LG Potsdam (Urteil vom 01.04.2009; Aktenzeichen 2 O 4/09)

 

Tenor

Auf die Berufung der Beklagten wird das Urteil der 2. Zivilkammer des LG Potsdam vom 1.4.2009 teilweise abgeändert und wie folgt neu gefasst:

Die Beklagte wird verurteilt, Zug um Zug gegen Übergabe der am 16.5.2007 von der D. AG ausgestellten Bürgschaftsurkunde Nr. 35BO-977-770146947-4 an die Klägerin 6250,20 EUR nebst Zinsen aus 6.250,20 EUR i.H.v. 5 Prozentpunkten über dem Basiszinssatz seit dem 27.4.2008 sowie weitere 689,38 EUR nebst Zinsen i.H.v. 5 Prozentpunkten über dem Basiszinssatz seit dem 19.9.2009 zu zahlen.

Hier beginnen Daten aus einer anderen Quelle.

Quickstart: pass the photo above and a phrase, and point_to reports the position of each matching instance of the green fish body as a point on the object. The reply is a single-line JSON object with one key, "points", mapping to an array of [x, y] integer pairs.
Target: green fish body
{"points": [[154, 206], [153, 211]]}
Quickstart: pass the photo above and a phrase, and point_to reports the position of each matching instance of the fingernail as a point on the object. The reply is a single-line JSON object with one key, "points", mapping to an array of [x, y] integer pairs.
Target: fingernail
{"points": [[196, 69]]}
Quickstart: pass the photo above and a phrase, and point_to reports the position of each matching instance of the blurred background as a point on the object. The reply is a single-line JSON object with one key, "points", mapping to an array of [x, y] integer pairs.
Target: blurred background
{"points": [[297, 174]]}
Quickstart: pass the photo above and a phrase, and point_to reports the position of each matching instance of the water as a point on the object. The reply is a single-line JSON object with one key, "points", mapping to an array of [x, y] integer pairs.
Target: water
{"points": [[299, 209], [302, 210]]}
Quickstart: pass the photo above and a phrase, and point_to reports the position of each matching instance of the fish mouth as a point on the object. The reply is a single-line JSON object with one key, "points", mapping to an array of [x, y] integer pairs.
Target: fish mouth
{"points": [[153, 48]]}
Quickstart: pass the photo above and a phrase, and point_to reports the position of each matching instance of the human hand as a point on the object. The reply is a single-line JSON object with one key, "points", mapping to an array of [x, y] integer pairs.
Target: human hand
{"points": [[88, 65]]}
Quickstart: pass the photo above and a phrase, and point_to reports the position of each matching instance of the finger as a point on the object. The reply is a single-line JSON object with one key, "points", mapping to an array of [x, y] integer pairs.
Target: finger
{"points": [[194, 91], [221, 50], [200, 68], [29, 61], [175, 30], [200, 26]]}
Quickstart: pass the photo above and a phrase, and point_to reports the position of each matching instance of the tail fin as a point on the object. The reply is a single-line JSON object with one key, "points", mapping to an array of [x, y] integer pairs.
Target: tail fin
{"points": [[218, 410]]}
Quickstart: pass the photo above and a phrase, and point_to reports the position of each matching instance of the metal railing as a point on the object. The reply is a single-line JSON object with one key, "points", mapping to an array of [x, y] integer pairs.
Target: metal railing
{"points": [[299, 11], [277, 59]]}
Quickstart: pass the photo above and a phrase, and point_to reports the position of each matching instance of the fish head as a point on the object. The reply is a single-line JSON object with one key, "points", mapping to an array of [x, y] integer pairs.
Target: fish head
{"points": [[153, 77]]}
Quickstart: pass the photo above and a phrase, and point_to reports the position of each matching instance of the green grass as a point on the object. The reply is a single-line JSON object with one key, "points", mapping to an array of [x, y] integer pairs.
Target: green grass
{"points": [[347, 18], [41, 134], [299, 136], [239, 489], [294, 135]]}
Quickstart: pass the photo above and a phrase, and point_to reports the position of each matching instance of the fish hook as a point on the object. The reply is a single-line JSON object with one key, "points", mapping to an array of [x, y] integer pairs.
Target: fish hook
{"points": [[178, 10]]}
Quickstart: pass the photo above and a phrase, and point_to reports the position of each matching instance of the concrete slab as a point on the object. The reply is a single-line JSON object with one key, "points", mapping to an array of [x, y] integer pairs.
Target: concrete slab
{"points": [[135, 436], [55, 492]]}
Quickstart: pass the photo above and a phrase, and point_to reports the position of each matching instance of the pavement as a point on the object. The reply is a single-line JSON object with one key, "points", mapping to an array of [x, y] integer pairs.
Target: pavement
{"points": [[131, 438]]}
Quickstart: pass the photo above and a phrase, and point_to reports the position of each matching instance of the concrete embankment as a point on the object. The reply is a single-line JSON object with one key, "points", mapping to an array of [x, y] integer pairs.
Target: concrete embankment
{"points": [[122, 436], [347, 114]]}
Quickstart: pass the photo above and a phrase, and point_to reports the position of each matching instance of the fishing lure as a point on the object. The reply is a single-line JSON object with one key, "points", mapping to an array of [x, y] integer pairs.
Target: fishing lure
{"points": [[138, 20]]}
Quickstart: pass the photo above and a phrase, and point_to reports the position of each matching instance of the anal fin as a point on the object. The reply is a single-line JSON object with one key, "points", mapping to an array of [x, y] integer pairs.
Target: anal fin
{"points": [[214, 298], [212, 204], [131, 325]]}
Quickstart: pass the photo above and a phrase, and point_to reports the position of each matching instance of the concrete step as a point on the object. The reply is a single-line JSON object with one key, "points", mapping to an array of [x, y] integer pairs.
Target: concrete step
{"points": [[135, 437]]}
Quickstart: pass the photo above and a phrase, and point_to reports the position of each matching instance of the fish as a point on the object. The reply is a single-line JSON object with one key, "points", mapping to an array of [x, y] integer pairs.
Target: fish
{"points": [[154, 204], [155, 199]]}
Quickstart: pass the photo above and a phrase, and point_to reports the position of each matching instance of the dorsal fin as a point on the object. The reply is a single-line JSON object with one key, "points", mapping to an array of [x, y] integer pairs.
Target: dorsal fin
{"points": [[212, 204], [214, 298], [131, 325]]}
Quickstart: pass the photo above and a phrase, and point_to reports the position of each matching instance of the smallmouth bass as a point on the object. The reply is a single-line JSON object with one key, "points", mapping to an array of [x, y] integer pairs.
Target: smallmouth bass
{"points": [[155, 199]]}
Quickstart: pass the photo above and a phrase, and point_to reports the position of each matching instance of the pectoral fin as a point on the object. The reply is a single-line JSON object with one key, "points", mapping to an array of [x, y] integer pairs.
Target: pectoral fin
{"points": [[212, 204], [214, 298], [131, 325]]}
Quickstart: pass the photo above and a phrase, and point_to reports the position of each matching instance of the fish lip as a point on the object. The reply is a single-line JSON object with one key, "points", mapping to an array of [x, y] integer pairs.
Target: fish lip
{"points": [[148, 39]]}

Im Übrigen wird die Klage abgewiesen.

Die weitergehende Berufung wird zurückgewiesen.

Von den Kosten des Rechtsstreits erster und zweiter Instanz haben die Klägerin 5/6 und die Beklagte 1/6 zu tragen.

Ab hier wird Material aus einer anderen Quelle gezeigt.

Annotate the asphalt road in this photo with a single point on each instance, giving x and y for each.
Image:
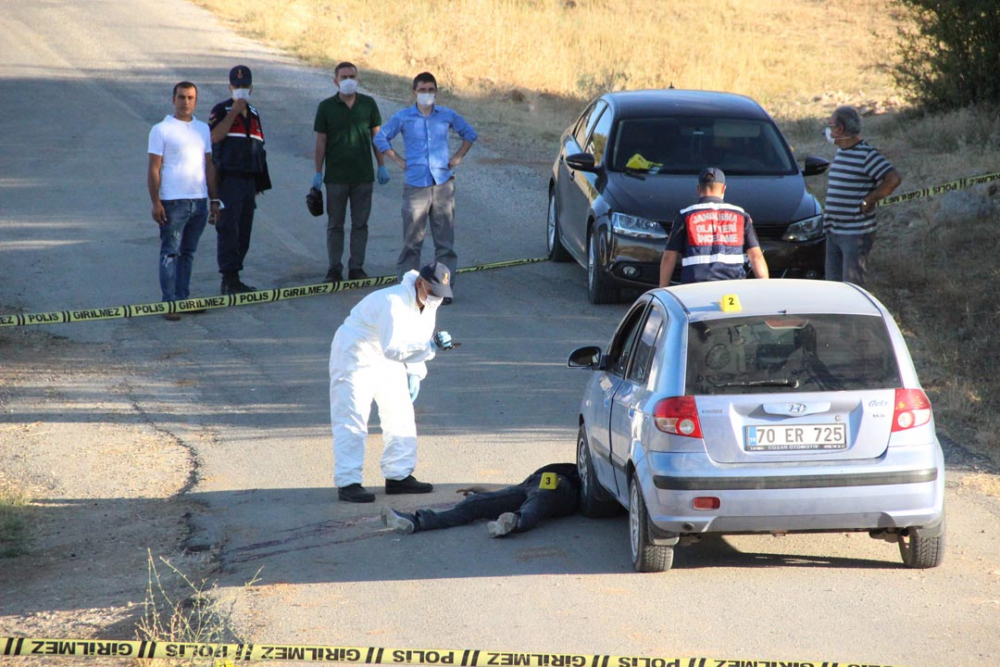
(81, 83)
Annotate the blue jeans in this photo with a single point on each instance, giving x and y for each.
(179, 238)
(847, 257)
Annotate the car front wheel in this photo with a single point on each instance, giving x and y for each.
(922, 548)
(599, 288)
(594, 501)
(646, 556)
(557, 251)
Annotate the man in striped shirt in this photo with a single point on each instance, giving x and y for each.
(859, 178)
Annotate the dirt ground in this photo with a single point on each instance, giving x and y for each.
(105, 485)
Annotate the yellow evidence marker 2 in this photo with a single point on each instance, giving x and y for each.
(730, 303)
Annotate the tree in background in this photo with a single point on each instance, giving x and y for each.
(951, 55)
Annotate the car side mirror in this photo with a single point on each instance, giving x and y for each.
(815, 166)
(585, 357)
(581, 162)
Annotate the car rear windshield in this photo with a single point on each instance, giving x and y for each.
(686, 145)
(790, 353)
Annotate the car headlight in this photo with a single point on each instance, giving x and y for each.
(805, 230)
(631, 225)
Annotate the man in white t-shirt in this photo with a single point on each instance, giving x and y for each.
(181, 178)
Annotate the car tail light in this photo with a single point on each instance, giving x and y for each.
(912, 409)
(678, 416)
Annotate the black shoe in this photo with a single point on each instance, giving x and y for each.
(408, 485)
(355, 493)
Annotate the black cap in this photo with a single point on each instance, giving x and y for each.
(240, 76)
(438, 276)
(711, 175)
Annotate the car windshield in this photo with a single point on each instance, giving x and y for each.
(686, 145)
(790, 353)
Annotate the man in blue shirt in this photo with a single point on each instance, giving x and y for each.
(429, 190)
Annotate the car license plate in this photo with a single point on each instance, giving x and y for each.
(797, 437)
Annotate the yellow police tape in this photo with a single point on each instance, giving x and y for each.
(960, 184)
(227, 655)
(227, 301)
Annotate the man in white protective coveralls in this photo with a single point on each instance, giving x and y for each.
(379, 353)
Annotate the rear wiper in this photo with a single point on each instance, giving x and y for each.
(762, 383)
(636, 173)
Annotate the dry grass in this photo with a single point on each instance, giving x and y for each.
(520, 69)
(579, 48)
(14, 521)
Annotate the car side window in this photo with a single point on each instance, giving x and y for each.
(645, 349)
(583, 131)
(580, 131)
(599, 137)
(620, 350)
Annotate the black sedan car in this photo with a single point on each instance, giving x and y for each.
(631, 161)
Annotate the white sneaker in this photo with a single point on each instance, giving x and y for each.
(504, 524)
(400, 524)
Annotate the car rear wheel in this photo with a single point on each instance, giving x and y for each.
(557, 251)
(599, 288)
(646, 556)
(594, 500)
(922, 548)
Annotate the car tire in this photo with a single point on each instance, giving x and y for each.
(557, 251)
(594, 500)
(922, 548)
(646, 556)
(599, 288)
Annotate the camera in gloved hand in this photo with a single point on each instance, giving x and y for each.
(443, 341)
(314, 201)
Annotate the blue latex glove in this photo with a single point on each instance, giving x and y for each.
(443, 340)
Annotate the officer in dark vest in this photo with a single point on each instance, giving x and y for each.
(241, 165)
(711, 237)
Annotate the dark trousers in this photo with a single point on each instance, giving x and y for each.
(338, 195)
(530, 503)
(235, 222)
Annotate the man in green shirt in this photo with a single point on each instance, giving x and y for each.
(345, 126)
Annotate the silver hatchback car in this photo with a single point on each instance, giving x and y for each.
(759, 406)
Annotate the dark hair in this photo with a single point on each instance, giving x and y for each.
(424, 77)
(849, 119)
(343, 65)
(185, 84)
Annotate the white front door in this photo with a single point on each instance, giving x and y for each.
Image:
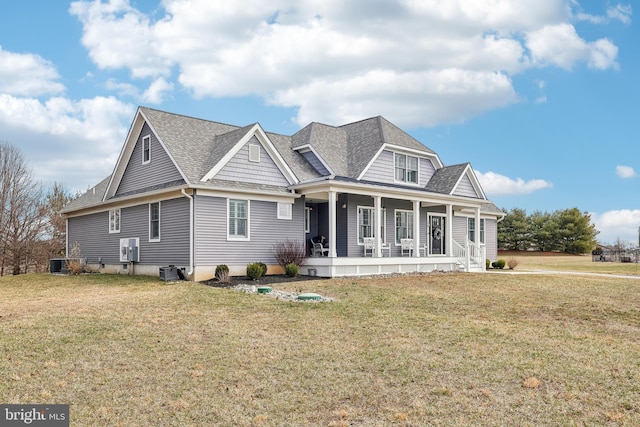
(437, 234)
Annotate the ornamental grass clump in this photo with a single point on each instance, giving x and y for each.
(254, 271)
(291, 270)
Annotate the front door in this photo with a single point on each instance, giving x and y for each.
(436, 235)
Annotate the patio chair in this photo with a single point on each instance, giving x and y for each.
(369, 246)
(318, 250)
(406, 247)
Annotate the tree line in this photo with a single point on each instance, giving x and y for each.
(568, 230)
(32, 229)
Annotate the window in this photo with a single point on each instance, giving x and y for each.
(238, 217)
(472, 229)
(284, 210)
(404, 225)
(406, 168)
(146, 149)
(254, 153)
(154, 222)
(307, 220)
(365, 223)
(114, 221)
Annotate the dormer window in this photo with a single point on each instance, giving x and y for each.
(406, 168)
(146, 149)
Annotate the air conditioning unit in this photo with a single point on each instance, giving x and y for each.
(129, 250)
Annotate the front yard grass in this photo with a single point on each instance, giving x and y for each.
(441, 349)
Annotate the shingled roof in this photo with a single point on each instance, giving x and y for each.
(198, 145)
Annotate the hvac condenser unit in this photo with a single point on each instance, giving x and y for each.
(129, 250)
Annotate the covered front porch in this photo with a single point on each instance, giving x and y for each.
(380, 232)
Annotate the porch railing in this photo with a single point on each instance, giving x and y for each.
(469, 254)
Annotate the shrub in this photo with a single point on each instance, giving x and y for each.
(264, 268)
(499, 264)
(291, 269)
(289, 252)
(254, 271)
(222, 273)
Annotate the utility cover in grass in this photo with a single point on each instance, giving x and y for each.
(310, 296)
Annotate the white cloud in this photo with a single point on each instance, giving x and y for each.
(73, 142)
(625, 172)
(25, 74)
(416, 62)
(617, 224)
(621, 13)
(561, 46)
(499, 185)
(618, 12)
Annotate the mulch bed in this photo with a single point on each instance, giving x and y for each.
(269, 280)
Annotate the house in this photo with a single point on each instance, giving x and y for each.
(194, 194)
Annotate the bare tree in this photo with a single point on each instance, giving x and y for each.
(23, 211)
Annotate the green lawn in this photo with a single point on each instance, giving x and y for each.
(442, 349)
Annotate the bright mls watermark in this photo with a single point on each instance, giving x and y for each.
(34, 415)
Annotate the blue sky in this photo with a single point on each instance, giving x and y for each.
(541, 96)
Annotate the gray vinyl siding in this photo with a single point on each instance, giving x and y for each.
(160, 170)
(92, 234)
(426, 170)
(315, 162)
(465, 188)
(173, 247)
(382, 169)
(212, 246)
(240, 169)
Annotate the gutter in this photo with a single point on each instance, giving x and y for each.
(184, 193)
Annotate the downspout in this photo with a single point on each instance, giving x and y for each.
(184, 193)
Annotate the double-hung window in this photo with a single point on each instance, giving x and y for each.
(285, 210)
(406, 168)
(365, 223)
(238, 219)
(404, 225)
(146, 149)
(154, 222)
(114, 221)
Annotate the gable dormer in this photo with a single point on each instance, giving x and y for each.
(456, 180)
(248, 155)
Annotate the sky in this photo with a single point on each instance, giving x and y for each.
(542, 97)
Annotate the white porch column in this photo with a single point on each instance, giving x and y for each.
(476, 236)
(332, 224)
(416, 228)
(448, 231)
(377, 207)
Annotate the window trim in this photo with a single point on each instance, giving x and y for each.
(372, 225)
(151, 237)
(254, 153)
(409, 225)
(247, 219)
(289, 210)
(146, 152)
(405, 170)
(112, 228)
(307, 219)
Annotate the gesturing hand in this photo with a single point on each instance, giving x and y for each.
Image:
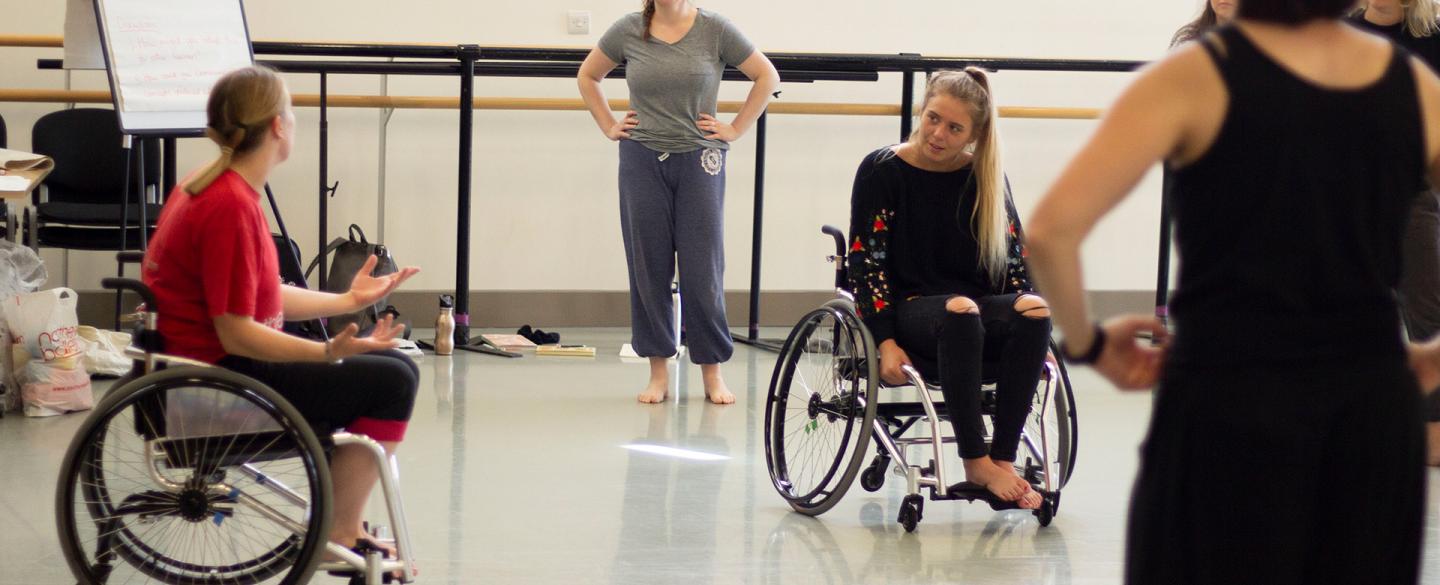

Das Urteil ist vorläufig vollstreckbar. Jede Partei kann die Vollstreckung durch Sicherheitsleistung i.H.v. 110 % des aufgrund des Urteils zu vollstreckenden Betrages abwenden, wenn nicht der Gegner vor der Vollstreckung Sicherheit i.H.v. 110 % des jeweils zu vollstreckenden Betrages leistet.

 

Gründe

I. Die Klägerin nimmt die Beklagte Zug um Zug gegen Übergabe einer Bürgschaftsurkunde auf Zahlung von 37.501,20 EUR nebst Zinsen und vorgerichtlicher Anwaltskosten aus Bürgschaft in Anspruch.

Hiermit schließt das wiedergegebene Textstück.